Companionship Can Be a Fickle Thing

By George Gad Economou

Vroom-Vroom/Honk/inaudible obscene bawls; the morning Athenian traffic is the most effective alarm clock; more accurate than any digital one. It commences at quarter to seven and by seven thirty, the gridlock turns into a slithering monster that fills the streets and floods the air with its blaring grumbling and growling.

It forces Cynthia to stir out of her heavy slumber on the hard, cold pavement of the underway passage and clamber up to her feet. The first thing she does is ensure no privileged youngsters or impoverished bums helped themselves to her few belongings inside the shopping trolley bag.

Not that she has anything worth stealing but even the half-eaten sandwich she fished out of a trash can last night, the two plastic bottles of water, and the few stuff she’s found in the trash, which she might be able to sell at a pawn shop, are as valuable to her as a Dali painting is to most people.

As people start ambling through the passageway, she heads up to the street level. The pain and exhaustion ravaging her muscles, courtesy of sleeping on the hard pavement, births the desire to remain seated but she never could bear the dismissive and loathsome glares some people toss her way. Even worse is the complete apathy most people show towards her, acting as if she doesn’t exist—as if she shouldn’t exist.

Nothing but another invisible ghost, she shambles down Kifisias avenue, mingling with the crowd heading for bus stops or the subway, shuffling off toward their workplace, ready to begin another day of routine, but with something to do. She has nothing to do but perhaps try and get a cup of coffee, or tea, from the local coffee shop and wait for the night to come, when the heat dies down and the crowd disperses, so she can stroll around without constantly being treated like a parasite that won’t be killed off.

A long line has formed outside the local coffee shop on Panormou Avenue, all of them rocking back and forth on their heels while their noses remain buried in the gleaming screens of their phones. A single thought emanates from the line comprising of at least fifteen people acting like a single crawling-forth organism: “come on, hurry up, I gotta catch the subway, my boss’s gonna kill me if I’m late again.”
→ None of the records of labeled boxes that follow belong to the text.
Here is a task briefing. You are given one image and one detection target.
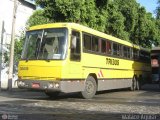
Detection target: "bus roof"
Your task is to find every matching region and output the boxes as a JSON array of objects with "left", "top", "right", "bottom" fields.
[
  {"left": 151, "top": 47, "right": 160, "bottom": 51},
  {"left": 29, "top": 23, "right": 148, "bottom": 51}
]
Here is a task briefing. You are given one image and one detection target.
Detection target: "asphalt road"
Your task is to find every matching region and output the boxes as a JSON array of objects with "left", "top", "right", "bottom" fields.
[{"left": 0, "top": 84, "right": 160, "bottom": 120}]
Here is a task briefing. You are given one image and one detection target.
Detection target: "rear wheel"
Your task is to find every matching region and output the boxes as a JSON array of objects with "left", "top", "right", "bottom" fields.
[
  {"left": 45, "top": 91, "right": 59, "bottom": 98},
  {"left": 81, "top": 76, "right": 97, "bottom": 99}
]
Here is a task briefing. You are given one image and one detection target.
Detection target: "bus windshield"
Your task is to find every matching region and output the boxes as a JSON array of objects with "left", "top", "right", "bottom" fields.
[{"left": 22, "top": 28, "right": 67, "bottom": 60}]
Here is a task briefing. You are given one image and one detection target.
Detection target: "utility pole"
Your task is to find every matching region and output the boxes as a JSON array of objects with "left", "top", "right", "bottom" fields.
[
  {"left": 8, "top": 0, "right": 17, "bottom": 91},
  {"left": 0, "top": 21, "right": 5, "bottom": 91}
]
Once upon a time, she belonged in that crowd; she still was invisible, just like now, but, back then, she didn’t have the time, nor a reason, to contemplate the cruel anonymity of a large city. She’d get up, make her kids breakfast, then shower, get dressed, and brace the gridlock until she reached the office complex, mopping floors and scrubbing stairs, just a tiny cog in a gargantuan machine for eight hours per day.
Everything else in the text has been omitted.